Hi!Gency
HI!CKATHON 2022
Date : 06/03/2022
# I. OVERVIEW
## 1. Project Background and Description
Describe how this project came about, and the purpose.
Our guiding idea was to come up with an innovative tool that could help raise people's awareness of the carbon footprint of their personal vehicles. Indeed, within global carbon emissions, car emissions play a major role and it is of great importance to try to reduce this impact. Furthermore, there do not seem to be effective transmission channels for individuals to realise the $CO_2$ consumption of their vehicles.
This is the main reason why we decided to create the Daisy model, which combines notions of Computer Vision and Machine Learning that will be detailed in the following parts, which will determine an estimation of the carbon emission of a vehicle.
Once the model has been conceived and with the help of local authorities and partner companies, a set of display panels with cameras (manufactured by a company under the Daisy brand) will be installed in strategic spots of the cities and when a car passes, drivers will have an estimation of their carbon emission based on the vehicle they are in.
All this data can be stored, aggregated and used to build statistics and scores at region or country levels, in order to have a better understanding of the car emissions by area. This information is also valuable for local authorities, because from them they will be able to enrich their “green” reputation and move towards a smart and sustainable city.
Finally, from a financial point of view, the way in which this project can generate revenue is by selling the data collected to manufacturing companies (e.g. cars) that will find great value in this data (e.g. segmentation of their respective markets).
## 2. Project Scope
Scope answers questions including what will be done, what won’t be done, and what the result will look like.
Daisy is a project developed with a vision to help humanity take the next big step in sustainability.
In its deployment, this project will:
- Deploy daisy stations in major cities around the country
- Define a daisy score that will be a human friendly metric to measure the carbon footprint of vehicles
- Encourage the purchases of green-er cars by its exclusive collaboration with green companies to display advertisements on its displays (recommending the right green car, based on the passing car (e.g. recommending an electric sedan to a passing sedan))
- Push companies into making more enviroment-friendly decisions by awarding them with high daisy scores and special certificates
- Create a link between car manufacturers and local authorities
- Although this project was developed at Hi!Paris, this project will indeed scale to other major countries at first, and internationally later, to have the greatest impact on the enironment
This project:
- Will not display irrelevant advirtisements on its boards
- Will not favor, at any point, model performances over frugality
- Will not harvest rare earth materials to develop its hardware products
- Will not accept partnerships with companies bringing harm to the environment
- Will not use non-renewable energy sources
## 3. Presentation of the group
Include your specialization at school, etc.
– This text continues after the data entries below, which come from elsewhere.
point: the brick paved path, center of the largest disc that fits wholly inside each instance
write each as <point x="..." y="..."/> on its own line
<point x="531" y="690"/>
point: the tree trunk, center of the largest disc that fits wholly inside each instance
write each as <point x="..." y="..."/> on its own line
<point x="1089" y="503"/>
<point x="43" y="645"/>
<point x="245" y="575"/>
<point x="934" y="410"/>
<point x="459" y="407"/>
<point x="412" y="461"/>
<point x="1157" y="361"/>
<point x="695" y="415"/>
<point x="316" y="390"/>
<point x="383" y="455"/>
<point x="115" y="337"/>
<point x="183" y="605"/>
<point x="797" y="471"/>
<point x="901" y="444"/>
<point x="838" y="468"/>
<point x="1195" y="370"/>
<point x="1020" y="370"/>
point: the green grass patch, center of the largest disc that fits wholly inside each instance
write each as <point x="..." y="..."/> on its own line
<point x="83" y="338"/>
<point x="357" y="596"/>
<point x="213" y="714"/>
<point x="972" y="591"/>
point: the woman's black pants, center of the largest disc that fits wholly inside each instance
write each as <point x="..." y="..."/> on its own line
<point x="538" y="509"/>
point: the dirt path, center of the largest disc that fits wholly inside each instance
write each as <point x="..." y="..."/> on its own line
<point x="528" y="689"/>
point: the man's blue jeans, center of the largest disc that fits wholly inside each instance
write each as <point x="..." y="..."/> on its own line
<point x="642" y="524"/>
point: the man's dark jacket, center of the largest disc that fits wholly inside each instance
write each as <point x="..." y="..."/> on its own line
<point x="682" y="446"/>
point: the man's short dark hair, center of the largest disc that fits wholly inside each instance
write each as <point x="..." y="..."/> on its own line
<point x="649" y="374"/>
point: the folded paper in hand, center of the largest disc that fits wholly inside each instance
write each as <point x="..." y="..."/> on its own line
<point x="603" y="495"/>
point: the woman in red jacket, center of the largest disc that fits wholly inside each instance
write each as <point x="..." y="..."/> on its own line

| First name | Last name | Year of studies & Profile | School | Skills | Roles/Tasks | Observations |
| ---------- | ------------ | ------------------------- | ------------------------ | ----------------------------------------------------------- | ------------------------------------------------------------ | ------------ |
| Laurine | Burgard-Lotz | 2022 - M2 DS | M2 DS (Télécom SudParis) | General ML, DL, NLP, CV | Technical - Image classification, carbon prediction | ?? |
| Carlos | Cortés | 2022 - M2 DS | M2 DS | General ML, DL, CV, economy | Technical & Business - Computer vision, Video, business plan | ?? |
| Riad | El Otmani | 2022 - M2 DS | M2 DS (Télécom SudParis) | General ML, DL, CV, video editing, | Technical & Business - Computer vision, Video, business plan | ?? |
| Louis | Grenioux | 2022 - M2 DS | M2 DS (Télécom SudParis) | General ML, DL, NLP, CV | Technical - Box prediction, image classification | ?? |
| Emilien | Grillot | 2022 - M2 DS | M2 DS (Télécom SudParis) | General ML, DL, NLP, CV | Technical - Box prediction, image clasiffication | ?? |
| Karim | Kassab | 2022 - M2 DS | M2 DS (Télécom Paris) | General ML, DL, CV, video editing, filming, video animation | Technical & Business - Video, business plan | ?? |
| Walid | Yassine | 2022 - M2 DS | M2 DS (Télécom Paris) | General ML, DL, NLP, CV | Technical - Box prediction | ?? |
## 4. Task Management
Describe how you interacted and collaborated as a team, and the effect of every member’s unique background on the project.
As we were all good friends from the M2 Data Science at École Polytechnique, we knew each other, and our strength and weaknesses. Quickly, Louis took the lead of the group. We organized ourselves by starting with a big brainstorming session and then scheduling different deadlines for the 2 days and having wrap-up meetings at each big step (about every 6 hours). At each meeting everyone presents their progress and discusses the progress of others.
We also wrote everything down on the board to keep track of our progress and to facilitate the writing of the report and the distribution of future tasks.
As we all come from a scientific background, we decided that we would all test to advance on a part of the pipeline on Friday night (car recognition, box prediction and carbon prediction). On saturday morning we defined a business plan all together. Then, since some of us also have knowledge of video editing, we split the tasks between technical and business, while continuing to interact with each other and provide regular updates. For each step of the pipeline, each of us tested a different approach, and the most successful approaches were explored further.
# II. PROJECT MANAGEMENT
## 1. Data Understanding
Provided the initial collection of data has already occurred, this step includes identifying and defining the relevant data, exploring the range, scale, formats, contents, and biases of the data, and evaluating the quality and validity of the resulting data.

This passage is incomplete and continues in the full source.